The Sea Forts of Copenhagen (Island Week 5)
Monday, 27th September 2010 by Ian Brown
In the waters off the Danish capital, there are three artificial islands1 created as sea forts to protect Copenhagen harbour. Situated about 3km from shore is the largest of the three, Middelgrundsfortet, which is actually the world’s largest sea fort.
Middelgrundsfortet was constructed in the late 19th century, with much of the materials coming from the excavations taking place to expand the nearby harbour. With an area of 70,000 sq m it also claims the slightly-technical world record for being the “largest artificial island without abutments”2.

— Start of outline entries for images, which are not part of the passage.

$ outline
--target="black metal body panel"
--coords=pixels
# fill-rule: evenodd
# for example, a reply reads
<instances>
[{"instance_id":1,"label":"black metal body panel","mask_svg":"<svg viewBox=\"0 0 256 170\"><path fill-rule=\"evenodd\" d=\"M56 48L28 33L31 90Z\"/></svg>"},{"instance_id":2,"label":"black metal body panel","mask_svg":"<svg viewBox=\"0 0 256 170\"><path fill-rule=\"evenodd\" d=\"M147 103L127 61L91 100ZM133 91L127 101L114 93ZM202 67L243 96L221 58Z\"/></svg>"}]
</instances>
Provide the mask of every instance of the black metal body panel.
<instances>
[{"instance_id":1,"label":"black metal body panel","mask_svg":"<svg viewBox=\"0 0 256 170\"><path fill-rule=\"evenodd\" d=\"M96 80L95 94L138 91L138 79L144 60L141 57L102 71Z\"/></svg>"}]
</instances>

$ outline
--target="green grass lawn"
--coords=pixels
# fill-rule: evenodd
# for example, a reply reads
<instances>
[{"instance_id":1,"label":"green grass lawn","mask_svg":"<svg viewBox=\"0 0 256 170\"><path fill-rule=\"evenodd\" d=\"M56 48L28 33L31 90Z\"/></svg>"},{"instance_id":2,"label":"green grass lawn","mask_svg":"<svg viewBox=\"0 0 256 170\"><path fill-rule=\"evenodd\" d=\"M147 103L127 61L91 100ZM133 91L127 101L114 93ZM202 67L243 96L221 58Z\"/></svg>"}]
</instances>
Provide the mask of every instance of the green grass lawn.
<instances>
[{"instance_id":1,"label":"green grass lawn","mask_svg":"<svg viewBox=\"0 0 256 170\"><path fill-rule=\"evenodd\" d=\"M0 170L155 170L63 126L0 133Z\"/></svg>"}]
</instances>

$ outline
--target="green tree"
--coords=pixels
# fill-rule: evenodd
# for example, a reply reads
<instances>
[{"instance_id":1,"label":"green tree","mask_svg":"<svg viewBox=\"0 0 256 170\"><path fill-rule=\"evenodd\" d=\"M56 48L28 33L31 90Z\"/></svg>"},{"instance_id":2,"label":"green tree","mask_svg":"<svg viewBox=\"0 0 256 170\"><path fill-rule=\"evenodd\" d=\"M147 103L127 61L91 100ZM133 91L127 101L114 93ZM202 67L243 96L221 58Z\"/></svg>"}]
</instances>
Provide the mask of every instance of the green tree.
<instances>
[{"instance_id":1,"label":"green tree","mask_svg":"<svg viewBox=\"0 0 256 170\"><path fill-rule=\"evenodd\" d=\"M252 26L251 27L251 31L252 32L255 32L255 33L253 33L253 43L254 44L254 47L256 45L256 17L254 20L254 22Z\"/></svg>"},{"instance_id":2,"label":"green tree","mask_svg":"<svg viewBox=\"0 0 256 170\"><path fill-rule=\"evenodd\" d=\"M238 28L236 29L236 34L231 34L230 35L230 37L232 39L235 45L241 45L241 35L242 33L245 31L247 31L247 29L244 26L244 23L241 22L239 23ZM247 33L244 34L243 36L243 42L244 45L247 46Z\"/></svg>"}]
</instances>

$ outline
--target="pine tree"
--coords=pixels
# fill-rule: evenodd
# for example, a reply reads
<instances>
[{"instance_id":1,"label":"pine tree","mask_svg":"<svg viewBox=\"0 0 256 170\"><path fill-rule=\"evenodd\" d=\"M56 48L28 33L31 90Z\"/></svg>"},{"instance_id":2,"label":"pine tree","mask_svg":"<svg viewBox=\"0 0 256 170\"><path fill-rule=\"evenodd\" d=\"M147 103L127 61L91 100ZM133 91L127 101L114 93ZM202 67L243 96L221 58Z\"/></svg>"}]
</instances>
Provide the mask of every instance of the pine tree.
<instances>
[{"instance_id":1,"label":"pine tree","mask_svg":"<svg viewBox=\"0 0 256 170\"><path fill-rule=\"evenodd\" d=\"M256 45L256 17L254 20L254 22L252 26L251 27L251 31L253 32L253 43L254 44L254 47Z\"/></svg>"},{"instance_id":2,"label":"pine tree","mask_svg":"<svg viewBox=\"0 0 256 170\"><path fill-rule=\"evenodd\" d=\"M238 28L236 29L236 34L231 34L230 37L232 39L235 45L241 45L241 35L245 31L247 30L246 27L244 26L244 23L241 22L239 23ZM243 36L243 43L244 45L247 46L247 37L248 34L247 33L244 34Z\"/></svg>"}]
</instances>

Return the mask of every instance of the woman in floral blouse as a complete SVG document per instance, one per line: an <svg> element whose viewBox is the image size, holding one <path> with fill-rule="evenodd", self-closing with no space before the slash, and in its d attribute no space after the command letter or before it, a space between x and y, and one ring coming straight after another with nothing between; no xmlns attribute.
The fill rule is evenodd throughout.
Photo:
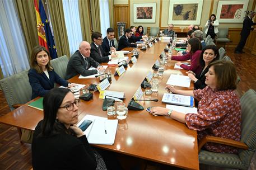
<svg viewBox="0 0 256 170"><path fill-rule="evenodd" d="M179 112L168 108L154 107L150 110L154 116L169 116L198 133L200 140L205 135L240 141L241 138L241 107L235 93L236 72L230 62L217 60L209 64L206 74L206 84L203 89L183 91L170 86L169 92L191 96L199 101L198 114ZM207 150L221 153L236 153L236 148L222 144L207 143Z"/></svg>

The Danish military maintained a presence here until 1984, and in 2002 it was sold to a private owner who now uses the island and its buildings as a hotel and conference centre. We can actually get a very distant glimpse of Middelgrundsfortet from Street View’s visit to the outskirts of Copenhagen, and there’s also a nearby wind farm of the same name that GSS visited back in 2005.
Flakfortet was also sold to a private owner, and is today open to visitors for weddings, concerts, and … mini-golf?
The third, and oldest, artificial island is found right at the entrance to Copenhagen harbour – Trekroner Fort.
Named after one of three ships sunk here in the late 18th century to create a foundation for the island, Trekroner has protected the harbour through numerous conflicts, beginning with the Battle of Copenhagen in 1801. It was, however, occupied by German forces during the second world war. The island is now a tourist attraction, clearly visible3 from the harbour roads.